The rankers themselves are divided on how to respond to the invasion. One of the major ranking firms QS, has said it will “redact” Russian and Belarusian universities from new rankings, while THE said it will leave Russian universities in.
The logic, explained THE in a statement, is that the invasion is likely to weaken Russian universities. “As such, we will allow the rankings to do what they are designed to do, and show the world the impact of those decisions,” THE said.
“Publishers and the data firms that control key world university rankings (THE, QS) are global services firms, and we've seen enormous pressure on services firms, from retail, to financial, to transport, to isolate Russia given its brazen attack on the Ukraine,” said Kris Olds, an expert on higher education service companies at the University of Wisconsin-Madison. Either these companies need to act, or disclose a detailed rationale for inaction, he believes.
Clarivate has suspended the evaluation of new journals in Russia and Belarus for indexing in Web of Science, said a spokeswoman.
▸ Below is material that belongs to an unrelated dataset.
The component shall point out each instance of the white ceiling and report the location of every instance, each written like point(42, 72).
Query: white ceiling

But it is still continuing to discuss its response with academic partners, she stressed.
Even if Western publishers and rankers are hesitant to cut Russia off, Moscow appears to be moving away from international journals regardless.
On March 7, the government said it plans to abolish requirements for Russian scientists to publish in international journals indexed in Scopus or Web of Science. Instead, the Ministry of Education and Science would urgently “introduce its own system for assessing the effectiveness of scientific research,” according to Russia’s Tass news agency.
“We see Russia saying, okay, we're going to develop our own [scientometric system],” said Hinchliffe. “Which might work internally, but it seems highly unlikely that the globe, like THE would adopt a Russian system in place of […] Elsevier.”